L’esecutivo Monti continua la lotta all’evasione fiscale

Roma- Il Governo Monti prosegue la task force contro l’evasione fiscale: nel 2011 sono stati recuperati 12 miliardi di euro, ma c’è ancora molto lavoro da fare.

Tra finti ciechi, abusivi, lavoratori in nero, sono ancora troppi coloro che vivono a spese della società danneggiandola, e come disse Monti “Mettendo le mani in tasca agli italiani“.

Una regola semplice del viver civile: “Si avrebbero meno tasse se tutti le pagassero”. Il premier ha fatto notare la sussistenza di un problema di equità a tutta la squadra predisposta per la dura lotta all’evasione.

All’incontro in via XX settembre, erano presenti oltre al vice ministro, Vittorio Grilli, i sottosegretari Vieri Ceriani e Gianfranco Polillo, e i responsabili delle quattro Agenzie (Entrate, Dogane, Territorio, Demanio), dei Monopoli e della Guardia di Finanza.

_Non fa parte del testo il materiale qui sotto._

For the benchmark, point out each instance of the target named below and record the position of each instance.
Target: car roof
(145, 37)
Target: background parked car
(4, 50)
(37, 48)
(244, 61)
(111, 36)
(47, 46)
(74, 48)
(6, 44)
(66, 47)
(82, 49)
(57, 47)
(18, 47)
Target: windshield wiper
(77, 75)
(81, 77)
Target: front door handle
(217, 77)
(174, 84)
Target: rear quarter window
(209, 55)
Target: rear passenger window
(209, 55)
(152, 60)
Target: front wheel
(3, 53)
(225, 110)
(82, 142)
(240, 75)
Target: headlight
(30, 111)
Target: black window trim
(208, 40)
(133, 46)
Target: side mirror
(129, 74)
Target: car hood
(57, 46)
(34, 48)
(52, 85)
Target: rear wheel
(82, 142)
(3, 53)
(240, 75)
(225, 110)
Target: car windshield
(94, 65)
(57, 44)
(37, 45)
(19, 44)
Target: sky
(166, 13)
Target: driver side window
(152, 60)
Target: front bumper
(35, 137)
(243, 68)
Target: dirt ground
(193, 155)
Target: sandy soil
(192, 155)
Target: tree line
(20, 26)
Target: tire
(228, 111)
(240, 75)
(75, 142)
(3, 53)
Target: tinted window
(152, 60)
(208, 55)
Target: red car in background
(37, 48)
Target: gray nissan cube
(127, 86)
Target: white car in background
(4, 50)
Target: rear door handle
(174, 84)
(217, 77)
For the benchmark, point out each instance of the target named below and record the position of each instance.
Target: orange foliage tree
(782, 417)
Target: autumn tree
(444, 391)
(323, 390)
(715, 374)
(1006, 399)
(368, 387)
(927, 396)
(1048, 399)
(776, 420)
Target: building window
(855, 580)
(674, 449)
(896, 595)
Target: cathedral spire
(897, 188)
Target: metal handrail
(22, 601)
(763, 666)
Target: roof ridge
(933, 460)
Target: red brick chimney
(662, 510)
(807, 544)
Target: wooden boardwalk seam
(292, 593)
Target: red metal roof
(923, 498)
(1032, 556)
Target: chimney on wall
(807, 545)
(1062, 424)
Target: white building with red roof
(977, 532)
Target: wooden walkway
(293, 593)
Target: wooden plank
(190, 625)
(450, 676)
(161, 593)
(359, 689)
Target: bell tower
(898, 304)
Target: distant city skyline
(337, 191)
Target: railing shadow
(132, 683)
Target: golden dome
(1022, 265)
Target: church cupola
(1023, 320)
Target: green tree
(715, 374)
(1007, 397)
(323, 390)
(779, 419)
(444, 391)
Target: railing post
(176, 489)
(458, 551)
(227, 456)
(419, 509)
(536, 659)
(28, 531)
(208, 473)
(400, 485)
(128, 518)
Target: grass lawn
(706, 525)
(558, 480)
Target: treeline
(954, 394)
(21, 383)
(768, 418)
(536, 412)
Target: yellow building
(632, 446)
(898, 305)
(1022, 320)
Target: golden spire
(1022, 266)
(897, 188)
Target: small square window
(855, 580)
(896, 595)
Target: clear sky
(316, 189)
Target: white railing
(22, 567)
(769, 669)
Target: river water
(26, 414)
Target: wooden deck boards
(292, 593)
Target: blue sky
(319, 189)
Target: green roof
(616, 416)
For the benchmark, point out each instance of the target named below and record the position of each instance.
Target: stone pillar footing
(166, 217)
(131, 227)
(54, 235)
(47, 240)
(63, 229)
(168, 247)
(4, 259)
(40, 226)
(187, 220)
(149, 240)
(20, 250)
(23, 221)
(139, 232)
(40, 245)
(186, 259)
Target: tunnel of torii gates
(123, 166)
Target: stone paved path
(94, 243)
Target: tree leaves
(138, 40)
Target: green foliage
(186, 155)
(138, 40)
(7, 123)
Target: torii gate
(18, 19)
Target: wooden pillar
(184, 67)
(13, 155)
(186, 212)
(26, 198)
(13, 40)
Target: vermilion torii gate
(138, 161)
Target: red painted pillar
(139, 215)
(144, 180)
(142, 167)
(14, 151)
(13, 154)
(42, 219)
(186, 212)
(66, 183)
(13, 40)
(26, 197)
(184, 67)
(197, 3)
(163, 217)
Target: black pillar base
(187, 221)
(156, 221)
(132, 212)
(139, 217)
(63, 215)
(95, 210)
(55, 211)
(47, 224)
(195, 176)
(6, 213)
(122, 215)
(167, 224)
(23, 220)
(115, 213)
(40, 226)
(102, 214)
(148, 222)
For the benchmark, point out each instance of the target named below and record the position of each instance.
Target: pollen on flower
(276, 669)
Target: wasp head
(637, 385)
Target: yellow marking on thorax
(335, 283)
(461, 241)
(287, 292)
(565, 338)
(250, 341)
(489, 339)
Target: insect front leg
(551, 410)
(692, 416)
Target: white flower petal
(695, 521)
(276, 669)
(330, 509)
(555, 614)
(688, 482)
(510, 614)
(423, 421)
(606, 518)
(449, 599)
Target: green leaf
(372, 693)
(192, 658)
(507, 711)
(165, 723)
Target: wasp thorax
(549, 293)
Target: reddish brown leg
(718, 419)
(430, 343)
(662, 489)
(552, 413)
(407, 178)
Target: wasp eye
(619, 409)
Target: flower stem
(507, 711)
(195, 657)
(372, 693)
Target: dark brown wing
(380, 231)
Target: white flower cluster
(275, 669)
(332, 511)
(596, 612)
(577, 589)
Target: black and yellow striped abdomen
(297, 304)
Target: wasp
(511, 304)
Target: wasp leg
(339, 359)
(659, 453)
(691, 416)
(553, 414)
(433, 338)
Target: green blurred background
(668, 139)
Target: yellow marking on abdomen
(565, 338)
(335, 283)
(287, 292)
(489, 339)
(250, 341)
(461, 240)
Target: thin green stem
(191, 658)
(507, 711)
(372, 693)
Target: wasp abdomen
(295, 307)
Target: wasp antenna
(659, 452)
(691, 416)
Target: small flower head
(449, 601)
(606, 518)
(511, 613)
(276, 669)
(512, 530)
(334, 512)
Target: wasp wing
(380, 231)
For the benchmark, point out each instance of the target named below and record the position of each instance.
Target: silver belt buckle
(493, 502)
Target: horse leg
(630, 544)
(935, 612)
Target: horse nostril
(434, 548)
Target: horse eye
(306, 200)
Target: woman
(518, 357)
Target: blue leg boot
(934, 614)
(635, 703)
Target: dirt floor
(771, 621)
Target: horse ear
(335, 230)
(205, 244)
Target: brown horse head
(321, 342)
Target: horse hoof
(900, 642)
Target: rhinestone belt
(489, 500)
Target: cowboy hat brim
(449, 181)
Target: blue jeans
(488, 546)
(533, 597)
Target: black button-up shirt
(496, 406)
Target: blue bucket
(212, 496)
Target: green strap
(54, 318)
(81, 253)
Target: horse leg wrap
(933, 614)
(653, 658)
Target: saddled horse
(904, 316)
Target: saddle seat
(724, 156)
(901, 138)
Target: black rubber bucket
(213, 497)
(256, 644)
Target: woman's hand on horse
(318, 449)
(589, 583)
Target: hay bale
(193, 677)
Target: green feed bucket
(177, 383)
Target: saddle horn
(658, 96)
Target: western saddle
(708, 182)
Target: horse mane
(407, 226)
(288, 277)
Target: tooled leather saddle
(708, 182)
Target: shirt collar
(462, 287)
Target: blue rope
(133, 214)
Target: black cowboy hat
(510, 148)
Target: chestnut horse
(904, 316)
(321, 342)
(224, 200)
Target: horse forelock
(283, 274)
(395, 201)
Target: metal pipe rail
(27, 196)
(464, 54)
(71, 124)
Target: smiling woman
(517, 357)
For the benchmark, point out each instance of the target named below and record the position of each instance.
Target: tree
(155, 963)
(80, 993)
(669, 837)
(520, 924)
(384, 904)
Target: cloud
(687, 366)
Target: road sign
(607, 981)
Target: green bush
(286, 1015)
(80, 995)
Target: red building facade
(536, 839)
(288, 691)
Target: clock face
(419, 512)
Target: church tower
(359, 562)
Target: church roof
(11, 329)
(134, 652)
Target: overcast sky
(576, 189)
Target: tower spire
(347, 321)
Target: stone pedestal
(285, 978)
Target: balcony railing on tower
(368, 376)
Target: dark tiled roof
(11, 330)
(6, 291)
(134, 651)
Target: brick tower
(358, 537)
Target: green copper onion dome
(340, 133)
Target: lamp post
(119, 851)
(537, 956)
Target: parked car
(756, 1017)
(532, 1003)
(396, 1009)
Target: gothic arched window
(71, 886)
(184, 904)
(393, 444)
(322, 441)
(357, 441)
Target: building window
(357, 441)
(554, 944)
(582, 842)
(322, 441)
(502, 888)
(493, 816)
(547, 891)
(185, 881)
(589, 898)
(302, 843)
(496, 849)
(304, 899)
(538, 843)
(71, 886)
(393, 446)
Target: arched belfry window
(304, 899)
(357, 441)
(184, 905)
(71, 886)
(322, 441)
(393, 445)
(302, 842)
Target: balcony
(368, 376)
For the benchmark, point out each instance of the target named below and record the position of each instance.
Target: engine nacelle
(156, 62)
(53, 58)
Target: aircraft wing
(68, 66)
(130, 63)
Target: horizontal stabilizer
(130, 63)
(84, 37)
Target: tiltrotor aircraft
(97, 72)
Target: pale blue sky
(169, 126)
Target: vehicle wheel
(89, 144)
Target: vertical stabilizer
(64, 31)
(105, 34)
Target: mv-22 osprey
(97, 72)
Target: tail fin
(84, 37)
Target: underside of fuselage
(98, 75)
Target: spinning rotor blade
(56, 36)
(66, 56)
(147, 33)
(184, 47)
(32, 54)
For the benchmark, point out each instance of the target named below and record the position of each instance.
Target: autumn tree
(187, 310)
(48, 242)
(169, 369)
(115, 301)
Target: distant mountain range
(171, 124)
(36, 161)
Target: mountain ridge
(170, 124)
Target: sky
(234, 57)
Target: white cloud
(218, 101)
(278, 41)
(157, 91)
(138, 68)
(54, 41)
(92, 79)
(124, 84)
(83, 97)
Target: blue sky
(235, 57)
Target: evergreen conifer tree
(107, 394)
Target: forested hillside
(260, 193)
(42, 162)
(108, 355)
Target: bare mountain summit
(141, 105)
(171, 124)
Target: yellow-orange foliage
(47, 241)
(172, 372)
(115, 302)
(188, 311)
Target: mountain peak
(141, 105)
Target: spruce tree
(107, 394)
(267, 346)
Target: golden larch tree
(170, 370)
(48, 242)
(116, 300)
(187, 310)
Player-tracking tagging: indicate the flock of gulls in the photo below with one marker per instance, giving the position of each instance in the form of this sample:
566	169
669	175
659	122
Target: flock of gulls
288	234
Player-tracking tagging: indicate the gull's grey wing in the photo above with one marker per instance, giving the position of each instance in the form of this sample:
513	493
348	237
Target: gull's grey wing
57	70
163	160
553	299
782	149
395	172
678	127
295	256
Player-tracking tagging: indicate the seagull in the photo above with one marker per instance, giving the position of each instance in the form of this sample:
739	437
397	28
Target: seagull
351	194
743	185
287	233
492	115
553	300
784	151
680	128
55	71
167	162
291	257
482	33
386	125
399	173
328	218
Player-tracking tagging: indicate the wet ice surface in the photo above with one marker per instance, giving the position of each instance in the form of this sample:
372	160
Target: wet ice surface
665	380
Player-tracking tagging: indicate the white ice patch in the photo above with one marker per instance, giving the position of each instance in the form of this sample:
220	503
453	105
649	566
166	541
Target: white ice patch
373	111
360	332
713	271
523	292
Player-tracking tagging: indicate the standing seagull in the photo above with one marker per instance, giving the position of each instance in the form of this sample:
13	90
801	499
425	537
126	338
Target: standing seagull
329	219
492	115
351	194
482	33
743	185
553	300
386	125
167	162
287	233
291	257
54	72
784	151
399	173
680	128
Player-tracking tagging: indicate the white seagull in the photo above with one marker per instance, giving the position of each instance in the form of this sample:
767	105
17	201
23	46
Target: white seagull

La delicata operazione prevede non solo il rafforzamento delle azioni di contrasto all’evasione fiscale, ma anche “incentivare le azioni di prevenzione e migliorare la fiducia dei cittadini nella lotta all’evasione fiscale, incoraggiando un cambio di mentalità in favore della compliance”.

L’esecutivo tecnico punta dunque a un decisivo risanamento finanziario, anche mediante lo strumento della ricognizione del patrimonio immobiliare delle Pubbliche Amministrazioni.

Riguardo alla tassazione si ammette un doveroso freno, volto alla crescita: “Si prevede un utilizzo prudente della leva fiscale, per ristabilire condizioni di crescita più robuste nel medio-lungo termine e contribuire al rilancio della produttività e della crescita economica”.